When we started our research into living like this, I was very active on some of the forums, trying to find out as much information as possible.


It seemed to me amazing that for those who were on a specific caravan/camping forum could be so negative and rude!


I was even told that it was unhealthy to live in a caravan! Based on what scientific evidence is still a mystery to me!


In the end the only conclusion we could logically come up with was pure and simple jealously!


This we felt was a shame, but that is human nature for you.


I was even banned from one forum! UKCampsites was the name of the site, the reason has never been explained to me, even after countless emails asking why! I haven't included a link for this site as I would not use it if it was the last site on the internet.


So for all you doubters and negative people who still do read this blog, as every now and again we get strange emails, its "Up Yours" we are happy and content living the way we are. So when interest rates rise and your struggling to pay your mortgage, but you are so stuck in your ways that you would rather drown than be thrown a life line, we will be chuckling merrily!


For those of you, like us who have struggled but can see the sense in what we are doing, get on and do it!


It's a great way to live, fun, and with no hardships to endure, other than fresh air and open spaces!


Till later.............

T Is For Transport

A-Z Challenge 2012


T is for Transport


When we first started out on our life in a caravan, we had a Landrover Freelander 1.8 Petrol.


It did the job, but only just. Thankfully the Lunar was built using the lightest of materials so this helped it.


However, we had a problem with the four wheel drive system, the cost to replace was just not worth it, so we removed the prop shafts and it now runs on two wheel drive only. The only benefit to this is that the fuel consumption is a little better.


For towing it is now bloody useless, even just on wet grass the front wheels spin getting no traction what so ever. 


So the hunt for a replacement or rather an additional 4x4 started.


We sold the Fiat 500, which was a sad day, but it was totally impractical for living like this.






We looked at all sorts, plenty of Landrover Discovery's, but for the money we had available to spend we could only find dog rough ones with galactic mileage.


So we started to look at Mitsubishi Pajero's a Jap import, called Shoguns in the UK. We ended up with a 2.8 litre diesel automatic long wheel base with 7 seats, loads of extras, (which all work)!




I must say it's a great bit of kit, so if you are looking for a 4x4 look no further than these.


It's 18 years old, it drives like new, we just put it through it's MOT and it passed 1st time with no advisories.


Towing with it is easy, the problem you have is you can almost forget that the caravan is on the back, it could pull a jumbo jet with no probs!


Till later.............

Saturday, 21 April 2012

S Is For Sites

A-Z Challenge 2012


S is for Sites


We tend to do quite a bit of research on the sites that we stay on.

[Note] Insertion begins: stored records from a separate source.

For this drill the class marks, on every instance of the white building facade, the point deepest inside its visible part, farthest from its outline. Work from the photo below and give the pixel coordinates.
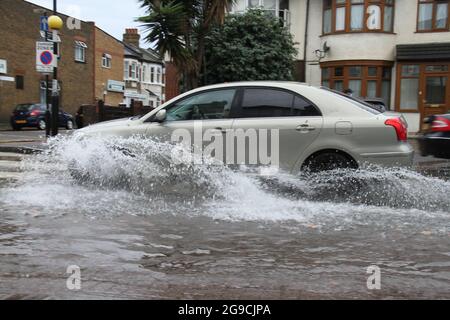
(395, 50)
(144, 73)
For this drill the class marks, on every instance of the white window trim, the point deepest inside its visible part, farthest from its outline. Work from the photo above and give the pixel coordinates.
(108, 59)
(81, 46)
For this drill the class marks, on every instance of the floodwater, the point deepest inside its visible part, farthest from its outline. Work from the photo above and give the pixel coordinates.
(140, 225)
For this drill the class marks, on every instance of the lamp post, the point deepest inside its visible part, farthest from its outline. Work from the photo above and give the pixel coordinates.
(55, 24)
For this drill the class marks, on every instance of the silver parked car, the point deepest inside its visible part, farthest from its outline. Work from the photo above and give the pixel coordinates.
(316, 128)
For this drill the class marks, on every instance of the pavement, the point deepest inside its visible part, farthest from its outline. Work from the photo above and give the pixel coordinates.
(30, 140)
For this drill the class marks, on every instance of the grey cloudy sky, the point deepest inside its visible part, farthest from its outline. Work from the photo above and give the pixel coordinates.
(113, 16)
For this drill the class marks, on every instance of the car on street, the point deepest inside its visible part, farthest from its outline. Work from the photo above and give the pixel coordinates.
(436, 140)
(33, 115)
(318, 129)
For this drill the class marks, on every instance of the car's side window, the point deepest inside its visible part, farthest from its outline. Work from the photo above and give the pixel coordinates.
(268, 103)
(203, 106)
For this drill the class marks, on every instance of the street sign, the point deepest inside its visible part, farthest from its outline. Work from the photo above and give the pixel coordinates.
(44, 23)
(45, 59)
(3, 67)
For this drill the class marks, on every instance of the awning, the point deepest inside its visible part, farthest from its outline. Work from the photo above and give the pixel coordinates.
(426, 51)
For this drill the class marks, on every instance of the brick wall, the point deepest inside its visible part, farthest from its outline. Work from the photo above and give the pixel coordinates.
(104, 43)
(19, 31)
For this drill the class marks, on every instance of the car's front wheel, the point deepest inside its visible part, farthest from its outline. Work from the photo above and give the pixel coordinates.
(42, 125)
(327, 161)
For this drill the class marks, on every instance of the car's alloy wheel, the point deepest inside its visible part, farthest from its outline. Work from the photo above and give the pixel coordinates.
(69, 125)
(329, 161)
(41, 125)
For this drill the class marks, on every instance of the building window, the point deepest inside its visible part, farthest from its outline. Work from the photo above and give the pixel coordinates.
(152, 75)
(409, 87)
(20, 82)
(358, 16)
(368, 79)
(80, 51)
(276, 8)
(158, 75)
(126, 67)
(106, 61)
(433, 15)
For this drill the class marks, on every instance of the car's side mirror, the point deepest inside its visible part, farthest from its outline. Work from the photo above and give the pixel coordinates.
(161, 116)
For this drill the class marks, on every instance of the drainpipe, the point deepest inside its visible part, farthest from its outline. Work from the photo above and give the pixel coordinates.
(306, 39)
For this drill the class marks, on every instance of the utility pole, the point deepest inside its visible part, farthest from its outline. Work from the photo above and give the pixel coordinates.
(47, 96)
(55, 93)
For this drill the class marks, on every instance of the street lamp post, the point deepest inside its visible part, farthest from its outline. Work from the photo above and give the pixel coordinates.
(55, 23)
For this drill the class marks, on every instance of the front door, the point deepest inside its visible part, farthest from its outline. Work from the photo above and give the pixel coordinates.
(435, 90)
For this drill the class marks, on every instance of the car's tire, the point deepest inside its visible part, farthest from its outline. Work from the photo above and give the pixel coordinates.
(69, 125)
(327, 161)
(41, 125)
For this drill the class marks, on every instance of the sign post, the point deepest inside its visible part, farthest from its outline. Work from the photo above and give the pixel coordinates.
(45, 57)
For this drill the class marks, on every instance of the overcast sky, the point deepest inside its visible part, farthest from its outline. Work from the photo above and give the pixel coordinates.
(113, 16)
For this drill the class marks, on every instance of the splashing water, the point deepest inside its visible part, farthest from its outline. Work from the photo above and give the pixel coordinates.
(139, 176)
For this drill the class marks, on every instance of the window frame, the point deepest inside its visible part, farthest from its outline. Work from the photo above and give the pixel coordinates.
(348, 11)
(233, 103)
(236, 111)
(365, 77)
(433, 18)
(106, 61)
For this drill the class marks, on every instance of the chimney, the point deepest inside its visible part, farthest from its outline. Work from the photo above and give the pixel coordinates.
(132, 36)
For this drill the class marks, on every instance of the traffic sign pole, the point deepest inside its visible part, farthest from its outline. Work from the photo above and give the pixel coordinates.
(55, 95)
(47, 95)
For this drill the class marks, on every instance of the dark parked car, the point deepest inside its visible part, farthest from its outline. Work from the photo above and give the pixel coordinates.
(33, 115)
(436, 140)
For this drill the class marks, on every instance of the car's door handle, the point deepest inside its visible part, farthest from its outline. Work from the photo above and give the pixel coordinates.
(222, 130)
(305, 128)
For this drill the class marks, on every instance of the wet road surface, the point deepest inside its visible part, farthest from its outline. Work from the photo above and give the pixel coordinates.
(142, 229)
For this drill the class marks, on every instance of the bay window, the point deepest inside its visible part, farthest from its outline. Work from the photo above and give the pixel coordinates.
(365, 79)
(358, 16)
(276, 8)
(433, 15)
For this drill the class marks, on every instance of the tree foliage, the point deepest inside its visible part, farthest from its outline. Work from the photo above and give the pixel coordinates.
(179, 28)
(248, 47)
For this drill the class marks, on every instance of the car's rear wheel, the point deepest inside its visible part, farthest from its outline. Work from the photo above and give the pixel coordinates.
(41, 125)
(329, 160)
(69, 125)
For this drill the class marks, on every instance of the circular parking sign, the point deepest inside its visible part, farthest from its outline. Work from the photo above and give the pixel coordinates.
(46, 58)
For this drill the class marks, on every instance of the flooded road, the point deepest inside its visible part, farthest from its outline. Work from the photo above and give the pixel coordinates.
(142, 226)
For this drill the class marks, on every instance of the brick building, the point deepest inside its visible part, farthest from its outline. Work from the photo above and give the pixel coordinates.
(108, 73)
(90, 65)
(144, 72)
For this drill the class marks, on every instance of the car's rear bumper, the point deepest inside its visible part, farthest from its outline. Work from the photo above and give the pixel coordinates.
(435, 144)
(403, 156)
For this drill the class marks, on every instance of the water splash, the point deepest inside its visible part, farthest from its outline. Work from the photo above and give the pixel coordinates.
(138, 176)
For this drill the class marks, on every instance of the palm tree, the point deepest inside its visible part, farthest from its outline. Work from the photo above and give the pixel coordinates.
(178, 28)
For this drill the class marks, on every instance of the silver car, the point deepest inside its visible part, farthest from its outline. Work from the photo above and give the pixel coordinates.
(316, 128)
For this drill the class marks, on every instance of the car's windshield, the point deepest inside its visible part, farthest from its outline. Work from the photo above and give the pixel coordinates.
(24, 107)
(357, 102)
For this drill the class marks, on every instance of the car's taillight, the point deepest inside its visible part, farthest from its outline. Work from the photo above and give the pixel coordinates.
(400, 128)
(440, 124)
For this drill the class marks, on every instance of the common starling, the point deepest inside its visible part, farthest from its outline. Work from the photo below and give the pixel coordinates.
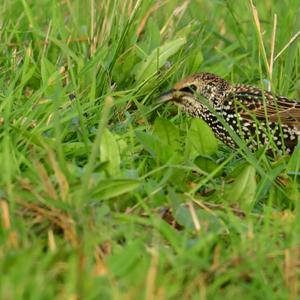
(259, 117)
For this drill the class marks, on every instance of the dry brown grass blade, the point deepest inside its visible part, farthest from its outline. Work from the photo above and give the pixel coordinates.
(57, 218)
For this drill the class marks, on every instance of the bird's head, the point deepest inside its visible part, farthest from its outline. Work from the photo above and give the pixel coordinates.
(185, 93)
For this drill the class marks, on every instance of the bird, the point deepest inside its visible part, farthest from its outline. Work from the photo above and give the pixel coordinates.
(258, 117)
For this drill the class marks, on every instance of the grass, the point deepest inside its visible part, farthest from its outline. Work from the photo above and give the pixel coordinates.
(105, 196)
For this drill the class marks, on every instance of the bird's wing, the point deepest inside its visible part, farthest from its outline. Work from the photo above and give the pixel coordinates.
(253, 103)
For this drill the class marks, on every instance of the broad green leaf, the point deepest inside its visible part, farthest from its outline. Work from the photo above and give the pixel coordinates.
(243, 189)
(200, 140)
(206, 164)
(157, 59)
(109, 151)
(156, 147)
(110, 188)
(167, 132)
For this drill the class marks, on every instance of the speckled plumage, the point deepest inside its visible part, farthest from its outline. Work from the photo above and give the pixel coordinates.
(258, 117)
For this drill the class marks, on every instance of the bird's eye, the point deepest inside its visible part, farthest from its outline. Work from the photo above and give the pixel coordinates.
(190, 88)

We look them up on the internet, see if they have a website and read any reviews, but nothing quite beats actually paying the site a visit.


As we stay within a defined geographical area this is simple to do. We just drive to the site and take a look at it.


We have a set criteria when we are looking for a place to stay. 


No commercial or large sites, in fact we only stay on sites which have no more than 5 pitches on them.


This way we have peace and quite, well hopefully!


We require electric hook up points.


We don't need showers or loo's we are fully self contained so why pay extra for these?


The other thing we look for is ease of access. When all hooked up we are almost 40ft long, and a tight and narrow entrance into the site is not good. As the caravan is our home it really is not worth the risk of damaging it on a gate post.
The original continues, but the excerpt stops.